Before I begin talking about Artificial Intelligence, I need to confess that I am of two (or more) minds about it. When I think of AI, I think of my dog. She is currently just a few weeks away from being 19-years-old and is losing all of her brain power, sight, smell, and hearing. Her hips and spine hurt. She naps a lot. Soon, a decision will have to be made to put her down to keep her from suffering. It is a hard choice. I love that dog. We communicate primarily through body language and a few voice commands which are mostly dependent on my tone. I speak. She "listens." While I have spent a good deal of time with my dog, love my dog, and am invested in her happiness, comfort, and success, my dog definitely evolved from wolves. She will always have that as her prime background and context. She has physical and behavioral limitations. By comparison, what are the physical and behavioral limits of machines using artificial intelligence?


Artificial intelligence. Computing power sufficient to "understand" people. What was once long relegated to pulpy science fiction novels has now become a reality that will be rapidly changing every single aspect of life on the planet in real time. Machines "learn" to be more independent, and humans "teach" themselves to become more dependent. This shift in the balance of power is something that is happening right before our eyes.

The first chunk of this post is copied from a response to a discussion I recently had to my pal Ben who is a gifted filmmaker and runs Runic Films in Los Angeles (Hashtag, Cowboy Creed). The discussion was about the use of seals or logos to indicate "Human-Made" products or services in the film industry. As follows -


Benito,


I might go for the "real" approach. No QR code. Definitely not. If I look at the rest of the world and ask myself what really means anything, a seal of approval is a form of social proof.


Think about it.


What is more compelling? A signed document OR a signed document with a picture of a group of people standing around it (think Declaration of Independence)?


You will have to come up with clear instructions that are easy to follow for someone to apply to use the seal. You will have to come up with clear rules about how, when, and where the seal can be used and in what manner. You will need to devise a way to make the process as self-sustaining as possible and work at scale - probably the most impossible task.


Your best bet is simple.


Use an internal seal. This is branding that you ALONE use to distinguish your products and services. You may even want to incorporate it into your mission statement or even parse it out as its own manifesto. You use the seal whenever and wherever you need to remind people that products made by real, creative humans are a damn good idea.


Now if someone approaches you about your seal and wants to use it, you will have to come up with a permission system and go case by case.
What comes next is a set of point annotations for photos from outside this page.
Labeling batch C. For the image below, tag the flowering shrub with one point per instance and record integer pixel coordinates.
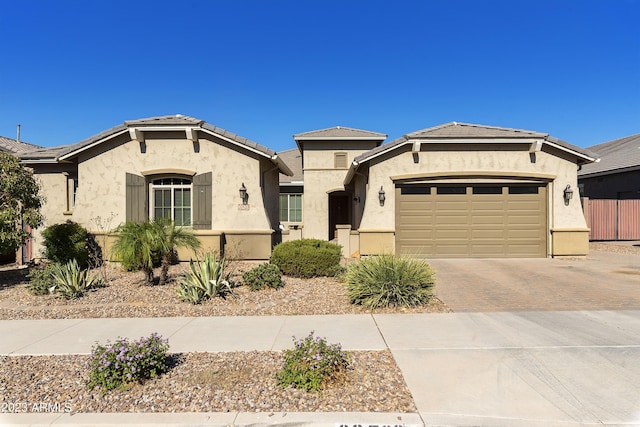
(123, 362)
(312, 363)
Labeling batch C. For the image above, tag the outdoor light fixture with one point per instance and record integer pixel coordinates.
(568, 194)
(243, 194)
(381, 196)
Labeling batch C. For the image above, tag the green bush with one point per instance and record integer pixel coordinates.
(312, 363)
(389, 280)
(268, 275)
(307, 258)
(66, 241)
(205, 279)
(71, 281)
(116, 365)
(40, 279)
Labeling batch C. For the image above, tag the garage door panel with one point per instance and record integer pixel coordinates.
(472, 224)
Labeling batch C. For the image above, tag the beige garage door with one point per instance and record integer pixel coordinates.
(472, 221)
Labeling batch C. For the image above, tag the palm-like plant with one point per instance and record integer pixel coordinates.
(170, 238)
(136, 245)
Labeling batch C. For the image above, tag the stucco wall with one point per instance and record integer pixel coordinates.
(102, 172)
(466, 163)
(321, 177)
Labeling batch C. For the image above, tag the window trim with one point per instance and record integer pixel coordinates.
(171, 187)
(288, 195)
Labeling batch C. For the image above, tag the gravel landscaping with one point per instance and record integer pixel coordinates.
(218, 382)
(206, 382)
(125, 295)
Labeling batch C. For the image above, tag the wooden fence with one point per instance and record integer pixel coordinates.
(612, 219)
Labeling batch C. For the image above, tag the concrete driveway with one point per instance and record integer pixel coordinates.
(602, 281)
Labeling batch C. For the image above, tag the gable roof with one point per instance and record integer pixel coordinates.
(339, 132)
(455, 132)
(174, 122)
(615, 156)
(16, 147)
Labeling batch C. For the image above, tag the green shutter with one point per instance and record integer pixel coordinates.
(136, 198)
(202, 204)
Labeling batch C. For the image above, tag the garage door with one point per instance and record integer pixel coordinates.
(472, 221)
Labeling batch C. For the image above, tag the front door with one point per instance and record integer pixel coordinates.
(339, 211)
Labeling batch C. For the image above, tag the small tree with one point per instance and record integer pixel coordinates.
(20, 203)
(172, 237)
(135, 246)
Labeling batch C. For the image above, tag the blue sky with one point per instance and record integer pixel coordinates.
(268, 69)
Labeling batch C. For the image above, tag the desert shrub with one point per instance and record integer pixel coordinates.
(116, 365)
(66, 241)
(41, 281)
(312, 363)
(205, 279)
(71, 281)
(307, 258)
(389, 280)
(264, 275)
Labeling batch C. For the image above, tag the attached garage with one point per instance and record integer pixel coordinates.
(460, 190)
(471, 220)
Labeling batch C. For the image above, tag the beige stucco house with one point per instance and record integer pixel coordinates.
(172, 166)
(455, 190)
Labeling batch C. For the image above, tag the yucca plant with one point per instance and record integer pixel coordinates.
(71, 281)
(205, 279)
(390, 280)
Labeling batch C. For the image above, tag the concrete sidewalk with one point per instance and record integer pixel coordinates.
(571, 368)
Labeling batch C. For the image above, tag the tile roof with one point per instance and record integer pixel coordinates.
(340, 132)
(457, 130)
(616, 155)
(293, 159)
(15, 146)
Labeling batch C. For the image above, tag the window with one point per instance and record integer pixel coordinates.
(340, 160)
(291, 207)
(171, 198)
(72, 189)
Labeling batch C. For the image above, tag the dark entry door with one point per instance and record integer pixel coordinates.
(339, 211)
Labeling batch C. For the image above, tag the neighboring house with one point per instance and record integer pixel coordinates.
(455, 190)
(15, 147)
(177, 167)
(617, 174)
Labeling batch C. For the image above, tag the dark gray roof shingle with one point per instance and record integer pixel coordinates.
(457, 130)
(293, 159)
(340, 132)
(180, 120)
(16, 147)
(616, 155)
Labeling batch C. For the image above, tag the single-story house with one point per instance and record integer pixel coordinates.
(454, 190)
(222, 185)
(617, 174)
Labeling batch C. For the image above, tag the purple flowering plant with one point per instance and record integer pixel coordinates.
(312, 363)
(123, 362)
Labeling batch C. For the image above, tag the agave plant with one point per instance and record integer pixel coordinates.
(71, 281)
(205, 279)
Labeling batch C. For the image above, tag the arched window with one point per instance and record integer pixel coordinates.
(171, 197)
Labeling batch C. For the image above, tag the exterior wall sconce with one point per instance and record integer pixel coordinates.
(568, 194)
(243, 194)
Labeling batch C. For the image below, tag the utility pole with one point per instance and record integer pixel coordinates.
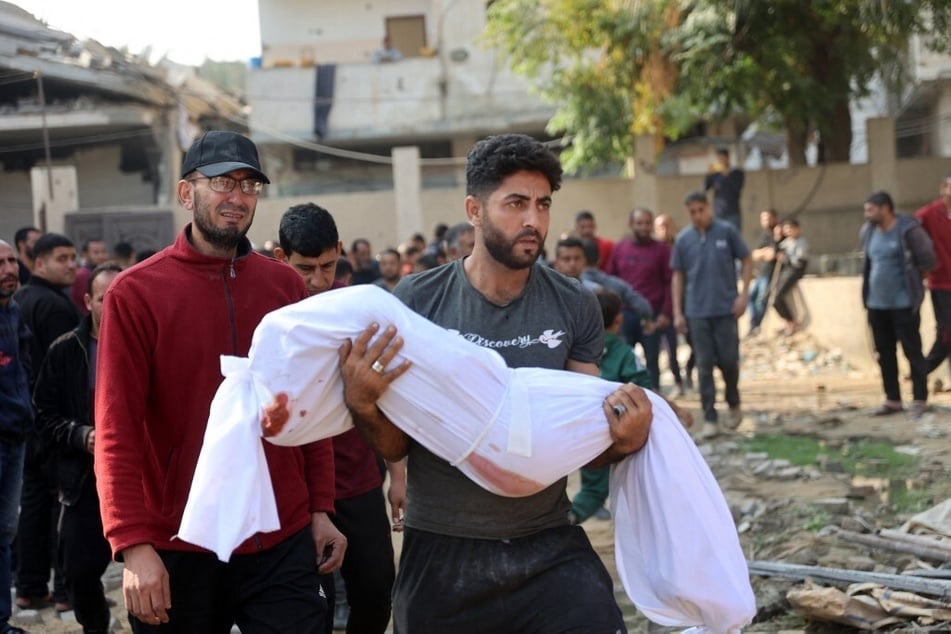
(46, 147)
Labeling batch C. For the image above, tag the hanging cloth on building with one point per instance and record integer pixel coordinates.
(323, 98)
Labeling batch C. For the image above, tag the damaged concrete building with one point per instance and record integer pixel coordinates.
(91, 137)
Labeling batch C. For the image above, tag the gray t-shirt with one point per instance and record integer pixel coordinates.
(554, 319)
(708, 261)
(887, 284)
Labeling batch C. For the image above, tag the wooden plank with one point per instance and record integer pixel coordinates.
(933, 587)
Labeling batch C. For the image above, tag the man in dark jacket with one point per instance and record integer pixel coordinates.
(898, 252)
(16, 417)
(63, 400)
(48, 313)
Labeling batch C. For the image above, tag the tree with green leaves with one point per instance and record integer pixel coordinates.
(616, 69)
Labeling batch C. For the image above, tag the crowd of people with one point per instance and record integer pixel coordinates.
(109, 362)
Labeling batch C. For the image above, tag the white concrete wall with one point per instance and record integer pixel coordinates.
(393, 100)
(384, 100)
(331, 31)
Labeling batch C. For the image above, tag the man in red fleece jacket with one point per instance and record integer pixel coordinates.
(935, 217)
(166, 321)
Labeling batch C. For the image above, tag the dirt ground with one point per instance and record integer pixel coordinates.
(789, 386)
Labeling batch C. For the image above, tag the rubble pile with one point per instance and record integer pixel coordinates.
(768, 355)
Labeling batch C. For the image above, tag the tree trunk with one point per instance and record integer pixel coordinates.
(796, 137)
(836, 134)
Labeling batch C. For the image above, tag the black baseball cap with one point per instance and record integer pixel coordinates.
(218, 152)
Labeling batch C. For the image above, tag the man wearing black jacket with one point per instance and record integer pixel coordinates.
(63, 401)
(48, 312)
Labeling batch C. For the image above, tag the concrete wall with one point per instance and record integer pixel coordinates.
(838, 321)
(99, 181)
(461, 89)
(299, 32)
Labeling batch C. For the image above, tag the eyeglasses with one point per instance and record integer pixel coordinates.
(225, 184)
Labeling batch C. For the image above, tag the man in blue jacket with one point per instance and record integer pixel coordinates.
(63, 400)
(898, 253)
(16, 415)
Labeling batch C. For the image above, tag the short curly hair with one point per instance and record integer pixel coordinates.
(493, 159)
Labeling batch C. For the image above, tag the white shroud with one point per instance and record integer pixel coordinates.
(512, 431)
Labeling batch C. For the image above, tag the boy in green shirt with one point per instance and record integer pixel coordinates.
(618, 363)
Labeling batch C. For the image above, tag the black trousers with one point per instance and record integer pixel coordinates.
(784, 286)
(941, 350)
(273, 591)
(368, 569)
(547, 583)
(716, 343)
(36, 540)
(84, 555)
(889, 327)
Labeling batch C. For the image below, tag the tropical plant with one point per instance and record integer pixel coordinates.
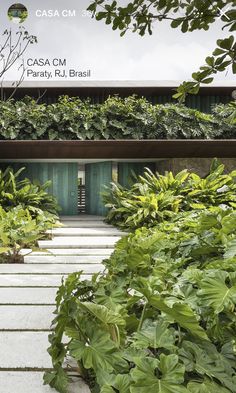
(161, 318)
(31, 196)
(116, 118)
(154, 198)
(18, 230)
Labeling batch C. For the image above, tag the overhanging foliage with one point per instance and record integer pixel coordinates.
(116, 118)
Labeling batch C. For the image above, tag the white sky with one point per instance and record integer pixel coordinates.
(87, 44)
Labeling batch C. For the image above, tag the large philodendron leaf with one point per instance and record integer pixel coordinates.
(120, 383)
(99, 352)
(57, 379)
(156, 335)
(180, 313)
(207, 386)
(216, 293)
(154, 376)
(104, 314)
(208, 362)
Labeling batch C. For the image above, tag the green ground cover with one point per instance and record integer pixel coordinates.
(116, 118)
(27, 211)
(162, 317)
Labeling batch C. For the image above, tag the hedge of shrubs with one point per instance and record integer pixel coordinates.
(116, 118)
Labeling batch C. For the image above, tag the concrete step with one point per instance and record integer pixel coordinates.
(82, 217)
(24, 350)
(27, 295)
(26, 317)
(54, 268)
(32, 382)
(86, 232)
(65, 259)
(79, 242)
(32, 280)
(75, 251)
(85, 224)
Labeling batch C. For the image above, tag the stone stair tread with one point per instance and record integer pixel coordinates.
(26, 317)
(86, 232)
(27, 298)
(77, 242)
(27, 295)
(32, 382)
(81, 217)
(52, 268)
(74, 251)
(34, 280)
(84, 224)
(65, 259)
(24, 350)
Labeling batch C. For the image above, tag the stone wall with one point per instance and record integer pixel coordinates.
(198, 165)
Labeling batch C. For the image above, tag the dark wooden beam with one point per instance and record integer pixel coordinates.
(120, 149)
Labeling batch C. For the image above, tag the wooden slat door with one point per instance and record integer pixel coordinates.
(96, 176)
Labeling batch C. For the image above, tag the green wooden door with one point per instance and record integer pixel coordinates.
(64, 178)
(125, 169)
(96, 176)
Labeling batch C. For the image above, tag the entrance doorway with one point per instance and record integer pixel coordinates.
(78, 186)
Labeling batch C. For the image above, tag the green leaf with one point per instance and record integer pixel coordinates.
(182, 314)
(57, 379)
(170, 380)
(99, 352)
(156, 335)
(207, 362)
(207, 386)
(102, 313)
(216, 293)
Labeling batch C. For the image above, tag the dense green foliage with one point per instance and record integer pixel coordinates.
(154, 197)
(116, 118)
(19, 230)
(27, 212)
(33, 196)
(162, 317)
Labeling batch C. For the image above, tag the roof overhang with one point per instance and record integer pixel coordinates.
(116, 149)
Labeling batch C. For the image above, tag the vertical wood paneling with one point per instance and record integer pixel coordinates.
(97, 175)
(125, 169)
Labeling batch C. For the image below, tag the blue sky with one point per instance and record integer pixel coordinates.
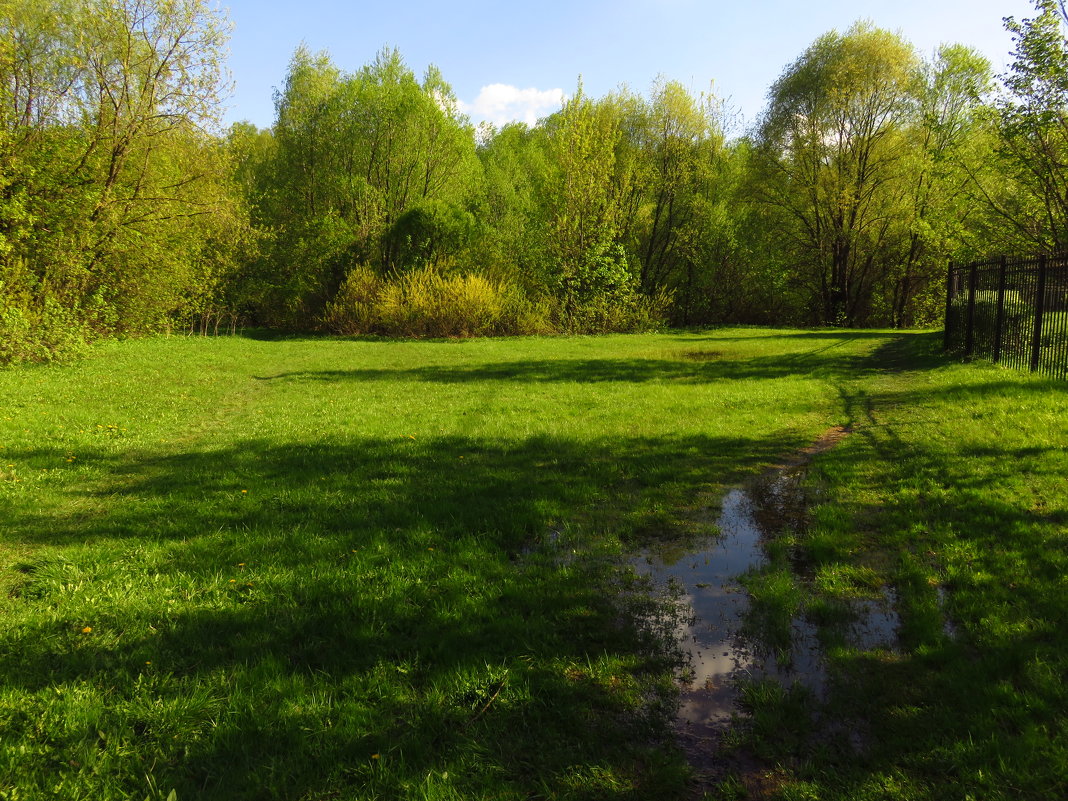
(517, 60)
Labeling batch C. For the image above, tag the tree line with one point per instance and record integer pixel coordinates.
(373, 205)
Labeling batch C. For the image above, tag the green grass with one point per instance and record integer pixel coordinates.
(954, 492)
(314, 568)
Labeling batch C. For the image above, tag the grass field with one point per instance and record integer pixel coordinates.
(307, 568)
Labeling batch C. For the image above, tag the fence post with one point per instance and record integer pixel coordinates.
(1000, 319)
(948, 309)
(970, 331)
(1036, 344)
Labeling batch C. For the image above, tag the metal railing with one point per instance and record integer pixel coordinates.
(1010, 310)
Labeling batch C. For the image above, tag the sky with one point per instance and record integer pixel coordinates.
(518, 60)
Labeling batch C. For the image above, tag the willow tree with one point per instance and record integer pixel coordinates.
(367, 168)
(833, 148)
(1033, 132)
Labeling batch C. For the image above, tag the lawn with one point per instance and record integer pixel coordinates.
(318, 568)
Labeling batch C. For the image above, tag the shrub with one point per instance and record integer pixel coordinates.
(424, 302)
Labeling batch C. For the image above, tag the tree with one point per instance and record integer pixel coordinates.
(354, 156)
(1033, 131)
(112, 178)
(832, 146)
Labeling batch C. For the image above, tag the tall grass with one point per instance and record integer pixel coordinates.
(425, 302)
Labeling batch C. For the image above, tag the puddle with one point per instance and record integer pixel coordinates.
(718, 652)
(720, 655)
(876, 623)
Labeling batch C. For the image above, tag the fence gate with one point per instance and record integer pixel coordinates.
(1010, 310)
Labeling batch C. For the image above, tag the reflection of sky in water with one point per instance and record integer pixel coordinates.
(711, 638)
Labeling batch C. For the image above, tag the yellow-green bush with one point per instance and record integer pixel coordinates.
(425, 302)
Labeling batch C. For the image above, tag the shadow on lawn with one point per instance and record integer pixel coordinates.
(685, 365)
(395, 587)
(978, 517)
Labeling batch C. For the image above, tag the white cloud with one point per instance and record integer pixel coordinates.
(500, 104)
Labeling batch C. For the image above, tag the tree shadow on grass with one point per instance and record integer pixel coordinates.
(970, 523)
(266, 619)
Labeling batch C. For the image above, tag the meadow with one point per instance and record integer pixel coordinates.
(260, 567)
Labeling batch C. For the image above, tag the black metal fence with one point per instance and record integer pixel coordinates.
(1011, 310)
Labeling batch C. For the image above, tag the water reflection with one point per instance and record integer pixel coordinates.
(720, 649)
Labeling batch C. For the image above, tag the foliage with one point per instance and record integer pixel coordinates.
(1033, 132)
(114, 207)
(424, 302)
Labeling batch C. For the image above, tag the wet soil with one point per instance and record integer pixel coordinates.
(721, 653)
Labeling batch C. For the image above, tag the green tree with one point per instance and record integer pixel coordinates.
(833, 146)
(1033, 132)
(112, 186)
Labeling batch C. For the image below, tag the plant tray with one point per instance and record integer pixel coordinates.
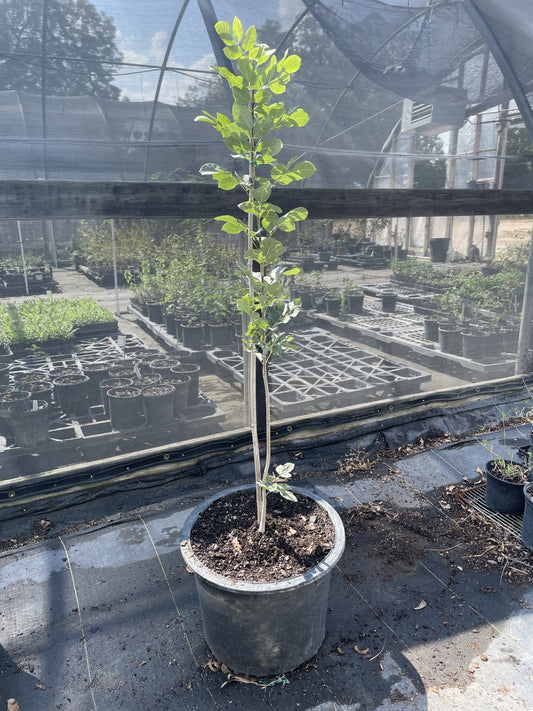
(402, 332)
(325, 372)
(198, 419)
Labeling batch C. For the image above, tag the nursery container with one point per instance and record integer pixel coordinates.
(263, 629)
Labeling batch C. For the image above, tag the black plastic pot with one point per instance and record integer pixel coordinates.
(158, 403)
(527, 524)
(29, 421)
(388, 301)
(155, 312)
(126, 410)
(333, 305)
(220, 334)
(192, 370)
(263, 629)
(163, 366)
(450, 339)
(355, 302)
(107, 384)
(431, 329)
(96, 372)
(181, 384)
(502, 496)
(438, 248)
(480, 345)
(192, 336)
(71, 393)
(306, 300)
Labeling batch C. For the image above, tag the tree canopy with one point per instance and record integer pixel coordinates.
(77, 39)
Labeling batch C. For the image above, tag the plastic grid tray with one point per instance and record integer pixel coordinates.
(326, 372)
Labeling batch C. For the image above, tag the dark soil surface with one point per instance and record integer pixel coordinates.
(509, 471)
(457, 533)
(298, 536)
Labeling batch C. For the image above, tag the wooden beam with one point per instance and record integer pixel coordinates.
(40, 199)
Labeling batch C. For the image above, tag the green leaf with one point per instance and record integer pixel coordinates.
(250, 38)
(270, 146)
(291, 63)
(237, 29)
(242, 116)
(277, 87)
(224, 32)
(247, 70)
(226, 181)
(241, 95)
(232, 225)
(232, 52)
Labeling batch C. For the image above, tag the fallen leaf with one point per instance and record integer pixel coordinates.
(361, 651)
(236, 545)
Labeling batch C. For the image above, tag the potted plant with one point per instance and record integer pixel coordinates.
(504, 492)
(333, 302)
(352, 297)
(261, 617)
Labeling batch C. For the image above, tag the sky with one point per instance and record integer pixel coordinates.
(144, 27)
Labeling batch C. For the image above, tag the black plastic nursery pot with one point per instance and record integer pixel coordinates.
(71, 393)
(263, 629)
(107, 384)
(181, 384)
(450, 340)
(220, 334)
(388, 301)
(502, 496)
(155, 312)
(333, 306)
(192, 336)
(126, 410)
(480, 345)
(158, 403)
(431, 329)
(355, 303)
(527, 524)
(193, 371)
(29, 421)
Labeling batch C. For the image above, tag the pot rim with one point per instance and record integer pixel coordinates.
(309, 577)
(505, 481)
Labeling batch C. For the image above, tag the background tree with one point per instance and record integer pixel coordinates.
(429, 174)
(79, 41)
(518, 171)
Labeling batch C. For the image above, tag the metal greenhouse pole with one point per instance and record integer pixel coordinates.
(115, 275)
(519, 95)
(22, 256)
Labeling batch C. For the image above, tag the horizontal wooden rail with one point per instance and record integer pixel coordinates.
(47, 199)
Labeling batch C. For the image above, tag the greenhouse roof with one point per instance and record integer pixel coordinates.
(109, 90)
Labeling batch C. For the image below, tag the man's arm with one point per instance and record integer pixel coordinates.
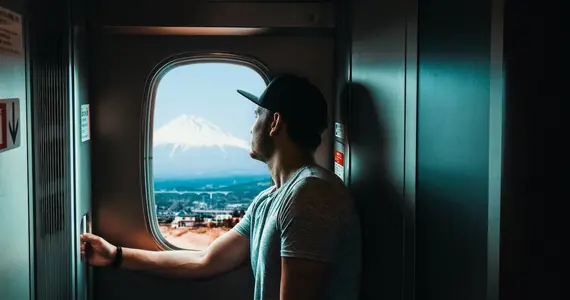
(226, 253)
(311, 225)
(303, 279)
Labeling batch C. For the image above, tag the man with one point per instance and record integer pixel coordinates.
(302, 235)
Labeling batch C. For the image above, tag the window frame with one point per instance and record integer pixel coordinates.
(146, 149)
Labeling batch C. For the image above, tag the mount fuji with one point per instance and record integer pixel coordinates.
(190, 147)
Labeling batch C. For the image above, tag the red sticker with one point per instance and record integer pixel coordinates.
(339, 157)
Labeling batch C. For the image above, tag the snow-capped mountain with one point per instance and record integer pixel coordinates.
(186, 132)
(190, 146)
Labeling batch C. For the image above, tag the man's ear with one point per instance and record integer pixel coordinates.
(276, 124)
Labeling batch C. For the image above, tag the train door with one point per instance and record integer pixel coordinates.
(128, 62)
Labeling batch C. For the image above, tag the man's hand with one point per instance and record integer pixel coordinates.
(226, 253)
(100, 253)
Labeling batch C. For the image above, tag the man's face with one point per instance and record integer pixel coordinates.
(262, 144)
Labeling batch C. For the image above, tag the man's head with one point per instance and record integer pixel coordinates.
(291, 112)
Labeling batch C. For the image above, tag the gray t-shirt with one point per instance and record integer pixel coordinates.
(311, 216)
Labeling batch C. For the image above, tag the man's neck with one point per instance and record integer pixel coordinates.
(284, 164)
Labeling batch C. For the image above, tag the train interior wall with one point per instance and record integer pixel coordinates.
(16, 266)
(452, 142)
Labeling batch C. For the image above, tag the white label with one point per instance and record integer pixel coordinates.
(339, 130)
(10, 127)
(85, 123)
(10, 33)
(339, 170)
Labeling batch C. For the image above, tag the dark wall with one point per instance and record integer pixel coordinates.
(16, 266)
(378, 108)
(454, 149)
(535, 178)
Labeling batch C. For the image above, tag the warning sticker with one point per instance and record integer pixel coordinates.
(339, 164)
(9, 124)
(10, 32)
(85, 123)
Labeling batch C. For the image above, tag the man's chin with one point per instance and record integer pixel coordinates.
(255, 156)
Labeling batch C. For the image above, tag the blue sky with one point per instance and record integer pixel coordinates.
(208, 90)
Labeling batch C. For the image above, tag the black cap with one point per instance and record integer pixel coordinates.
(296, 99)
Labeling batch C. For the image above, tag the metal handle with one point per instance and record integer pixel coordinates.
(84, 228)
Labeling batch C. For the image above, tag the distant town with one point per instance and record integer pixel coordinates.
(206, 202)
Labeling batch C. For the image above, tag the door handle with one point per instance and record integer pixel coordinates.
(84, 228)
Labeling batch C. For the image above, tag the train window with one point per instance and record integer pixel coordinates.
(203, 176)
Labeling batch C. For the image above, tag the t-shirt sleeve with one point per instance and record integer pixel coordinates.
(244, 225)
(310, 221)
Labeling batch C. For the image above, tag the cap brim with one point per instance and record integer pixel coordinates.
(249, 96)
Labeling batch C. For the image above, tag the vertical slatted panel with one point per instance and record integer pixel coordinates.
(49, 70)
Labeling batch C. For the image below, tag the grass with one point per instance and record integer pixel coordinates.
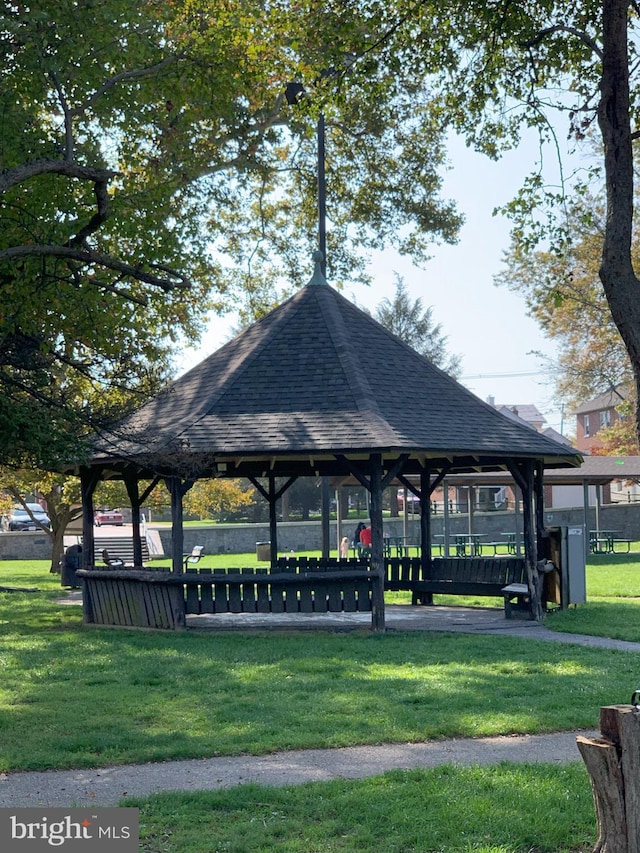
(73, 696)
(201, 693)
(487, 810)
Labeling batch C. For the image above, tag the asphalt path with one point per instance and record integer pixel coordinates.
(108, 785)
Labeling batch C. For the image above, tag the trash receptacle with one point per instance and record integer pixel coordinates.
(263, 551)
(71, 561)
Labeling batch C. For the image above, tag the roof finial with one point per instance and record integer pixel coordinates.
(318, 277)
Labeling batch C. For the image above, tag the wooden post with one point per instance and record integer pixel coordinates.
(377, 545)
(131, 484)
(613, 764)
(88, 483)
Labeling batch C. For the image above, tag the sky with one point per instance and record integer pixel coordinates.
(484, 324)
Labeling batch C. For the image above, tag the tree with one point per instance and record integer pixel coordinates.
(61, 496)
(415, 325)
(215, 498)
(564, 294)
(143, 144)
(619, 439)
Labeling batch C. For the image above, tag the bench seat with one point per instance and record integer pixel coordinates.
(475, 576)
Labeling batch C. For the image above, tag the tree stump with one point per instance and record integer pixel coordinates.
(613, 764)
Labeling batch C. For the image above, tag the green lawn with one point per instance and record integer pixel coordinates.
(76, 696)
(506, 809)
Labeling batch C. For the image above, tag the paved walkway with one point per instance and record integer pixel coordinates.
(106, 786)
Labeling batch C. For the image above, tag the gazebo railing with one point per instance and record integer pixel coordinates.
(162, 599)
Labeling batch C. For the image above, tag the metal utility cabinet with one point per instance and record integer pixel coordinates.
(566, 552)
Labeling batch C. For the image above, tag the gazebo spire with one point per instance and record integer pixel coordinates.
(318, 275)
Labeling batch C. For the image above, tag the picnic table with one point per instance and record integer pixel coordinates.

In this manner, the best way to go is to convince an organization or group to adopt the seal system that you are ALREADY using and extend it to their members. It is easier for the group to see how it works after you have been first with it. Plus, they can take on the role of administering the seal and enforcing it with their members. Seals don't mean anything unless they are used, understood, and stand up to economic and social challenges. Seals only carry value if they stand the test of time.


"The purpose of the seal IS SOLELY to create awareness."


I recall when the words - Made in USA were added to most clothing. It was in direct response to floods of knock offs from foreign shores. Consider the "AI wave" to be the knock offs. The Made in USA label worked, until it didn't. Longer term, there is nothing to hold AI back. Nothing. It will be used and abused in ways we cannot imagine and generally follow the trend of the big subjugating the small. AI is inherently anti-Democratic and anti-competitive.

In the case of "Made in USA", that pivot by business made cheap foreign brands look exciting, low cost, and grab market share. Consumers held up two blouses. liked them, and then looked at the price tag - a comparison of fanciful wishes that is then checked by the terminal reality of cost (and then instantly justified in real time to create or negate a purchase). It is happening right now with the clothing site Temu for example. Market share is a nasty way of saying - we do NOT want competition. Business is about DOMINANCE. Period. And look where that got us in the world.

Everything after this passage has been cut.